例えば、次のようなUPDATE文を実行してみましょう。
UPDATE 納品明細 SET 顧客ID = ( SELECT 顧客ID FROM 納品, 納品明細 WHERE 納品.納品ID = 納品明細.納品ID ) WHERE EXISTS ( SELECT 1 FROM 納品 WHERE 納品.納品ID = 納品明細.納品ID );
このUPDATE文は3-1のUPDATE文とよく似ていますが、エラーとなります。「変更内容」を見ると、3-1では
( SELECT 顧客ID FROM 納品 WHERE 納品.納品ID = 納品明細.納品ID )
となっていますが、エラーとなる「変更内容」は以下のようになっています。
( SELECT 顧客ID FROM 納品, 納品明細 WHERE 納品.納品ID = 納品明細.納品ID )
一見すると同じようにみえますが、実は全く異なります。
3-1で「WHERE 納品.納品ID = 納品明細.納品ID」の“納品明細”表はUPDATE文で更新する表を指していますが、エラーとなるUPDATE文では副問い合わせのFROM句に指定された“納品明細”表を指しているのです。
3-1では納品ID’D01’を更新しようとする時の副問い合わせの結果は顧客ID’C01’だけです。
納品明細 | 納品 | |||||
納品ID | 明細番号 | 商品ID | 顧客ID | 納品数 | 納品ID | 顧客ID |
D01 | 1 | S01 | C01 | 10 | D01 | C01 |
一方、エラーとなるUPDATE文では、納品ID’D01’を更新しようとする時でも、FROM句はすべての“納品明細”表を返しますので、副問い合わせの結果は顧客ID’C01′,’C22′,’C22′,’C03′,’C03’です。
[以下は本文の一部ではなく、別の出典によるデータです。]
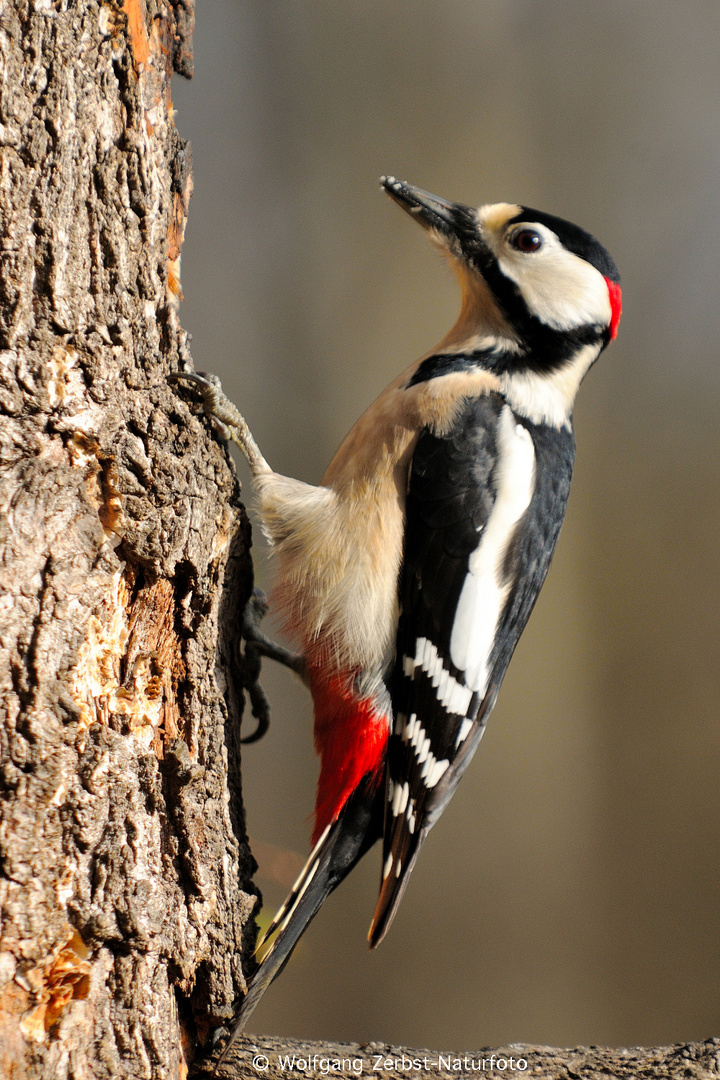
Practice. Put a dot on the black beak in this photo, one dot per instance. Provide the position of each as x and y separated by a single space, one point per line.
430 211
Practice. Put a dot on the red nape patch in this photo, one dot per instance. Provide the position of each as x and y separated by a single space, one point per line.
615 306
351 737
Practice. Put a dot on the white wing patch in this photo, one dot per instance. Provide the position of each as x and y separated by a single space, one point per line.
484 593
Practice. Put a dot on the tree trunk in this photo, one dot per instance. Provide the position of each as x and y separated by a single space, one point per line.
125 876
123 851
276 1060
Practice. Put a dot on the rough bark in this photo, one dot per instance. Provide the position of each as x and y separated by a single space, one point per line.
277 1060
121 847
124 871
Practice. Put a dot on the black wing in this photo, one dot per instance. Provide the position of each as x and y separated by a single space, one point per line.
438 717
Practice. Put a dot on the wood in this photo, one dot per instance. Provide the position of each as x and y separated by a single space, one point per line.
125 879
289 1057
124 869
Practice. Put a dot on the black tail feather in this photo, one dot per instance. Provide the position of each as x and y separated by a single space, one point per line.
341 846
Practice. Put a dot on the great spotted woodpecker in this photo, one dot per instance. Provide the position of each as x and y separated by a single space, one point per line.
408 576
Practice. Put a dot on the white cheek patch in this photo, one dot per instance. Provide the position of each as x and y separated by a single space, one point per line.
484 593
561 289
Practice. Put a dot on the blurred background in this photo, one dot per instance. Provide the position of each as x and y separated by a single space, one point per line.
571 891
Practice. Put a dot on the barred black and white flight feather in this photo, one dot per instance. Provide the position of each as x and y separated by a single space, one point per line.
408 576
484 509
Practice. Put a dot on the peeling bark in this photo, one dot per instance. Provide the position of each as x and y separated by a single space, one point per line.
122 850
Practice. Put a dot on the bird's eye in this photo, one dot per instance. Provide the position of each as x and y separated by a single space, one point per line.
527 241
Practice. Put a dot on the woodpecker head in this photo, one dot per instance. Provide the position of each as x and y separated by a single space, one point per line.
544 287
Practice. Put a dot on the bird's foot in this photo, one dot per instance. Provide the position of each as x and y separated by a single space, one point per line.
228 422
257 646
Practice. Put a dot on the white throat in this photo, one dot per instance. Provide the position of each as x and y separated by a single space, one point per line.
549 397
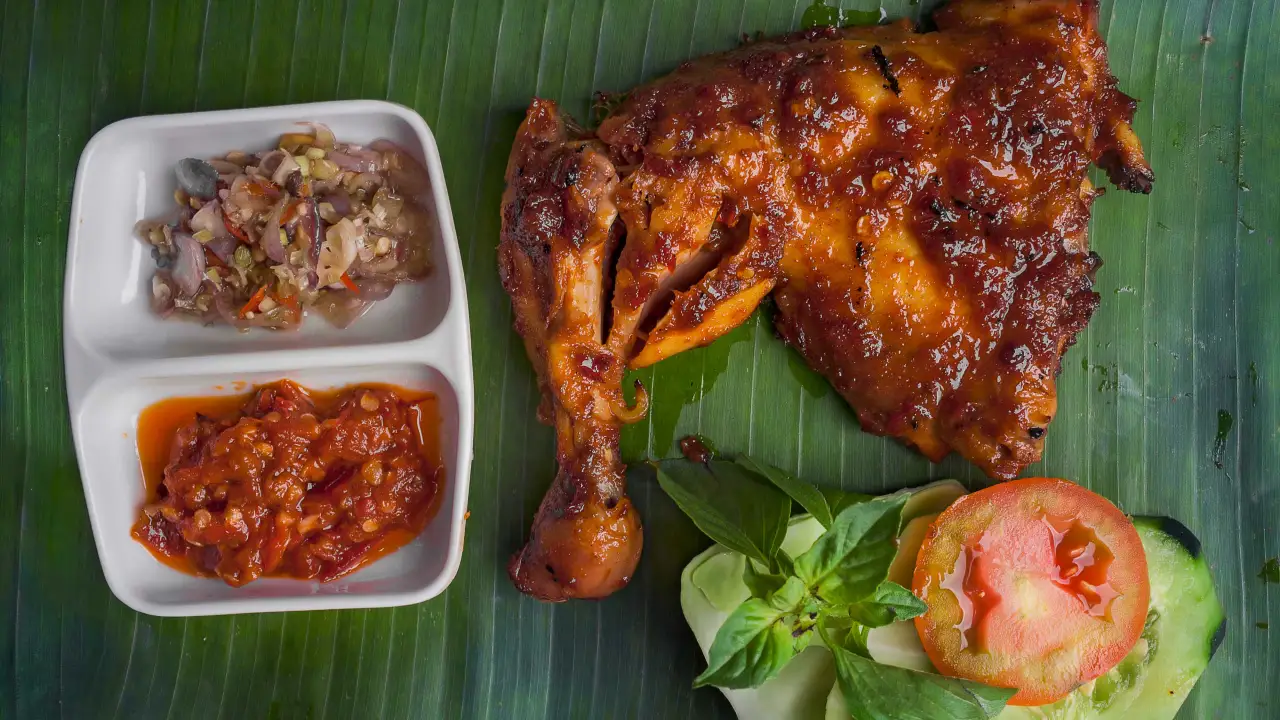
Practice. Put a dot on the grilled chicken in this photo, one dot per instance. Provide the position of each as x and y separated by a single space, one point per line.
917 204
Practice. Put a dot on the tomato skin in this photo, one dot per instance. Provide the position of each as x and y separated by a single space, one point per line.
1037 584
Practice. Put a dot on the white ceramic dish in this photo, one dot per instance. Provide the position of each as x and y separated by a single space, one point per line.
119 356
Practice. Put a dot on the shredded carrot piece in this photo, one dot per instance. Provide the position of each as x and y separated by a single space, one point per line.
291 301
254 301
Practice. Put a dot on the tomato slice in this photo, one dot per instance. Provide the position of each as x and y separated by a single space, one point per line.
1036 584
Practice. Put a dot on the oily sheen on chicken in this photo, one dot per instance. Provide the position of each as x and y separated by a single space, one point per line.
917 203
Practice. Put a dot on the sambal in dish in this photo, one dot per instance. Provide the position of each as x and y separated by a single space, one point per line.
287 482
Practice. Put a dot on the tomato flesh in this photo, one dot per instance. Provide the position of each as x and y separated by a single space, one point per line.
1037 584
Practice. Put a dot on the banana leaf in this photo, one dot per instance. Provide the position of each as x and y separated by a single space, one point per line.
1168 401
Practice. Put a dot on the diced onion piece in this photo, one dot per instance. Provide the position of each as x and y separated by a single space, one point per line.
337 254
291 141
323 168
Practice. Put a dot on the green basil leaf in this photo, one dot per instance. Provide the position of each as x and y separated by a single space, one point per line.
881 692
839 630
762 583
890 604
851 559
790 597
823 504
734 507
757 639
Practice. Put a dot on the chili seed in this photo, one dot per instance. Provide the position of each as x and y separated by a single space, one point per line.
371 472
201 518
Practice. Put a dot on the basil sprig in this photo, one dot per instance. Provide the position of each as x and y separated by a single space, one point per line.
837 588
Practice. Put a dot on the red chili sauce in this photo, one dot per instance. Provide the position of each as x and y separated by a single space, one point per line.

副問い合わせの結果は2レコード以上あることになり、エラーとなってしまいます。
納品明細 | 納品 | |||||
納品ID | 明細番号 | 商品ID | 顧客ID | 納品数 | 納品ID | 顧客ID |
D01 | 1 | S01 | C01 | 10 | D01 | C01 |
D02 | 1 | S01 | C22 | 30 | D02 | C02 |
D02 | 2 | S02 | C22 | 20 | D02 | C02 |
D03 | 1 | S02 | C03 | 40 | D03 | C03 |
D03 | 2 | S03 | C03 | 60 | D03 | C03 |
今回の例では、「変更内容」の副問い合わせのFROM句から更新する表を外せば、エラーは発生しなくなります。
※1 DB-Engines Ranking(https://db-engines.com/en/ranking)の1~4位に基づく
4.さいごに
SQLのUPDATE文について、基本構文に従って徐々に複雑な事例について説明しました。ここで取り上げた事例で多くのケースがカバーできると思います。
データベース管理システムの種類は多数あり、それぞれ方言がありますが、基本構文で実現できる範囲はかなり広いので、まずは基本構文に基づいてアプローチすることをおすすめします。基本で何か課題があった場合に、そのデータベース管理システム固有のアプローチを検討するとよいと思います。
皆様の課題の解決にお役に立てれば幸いです。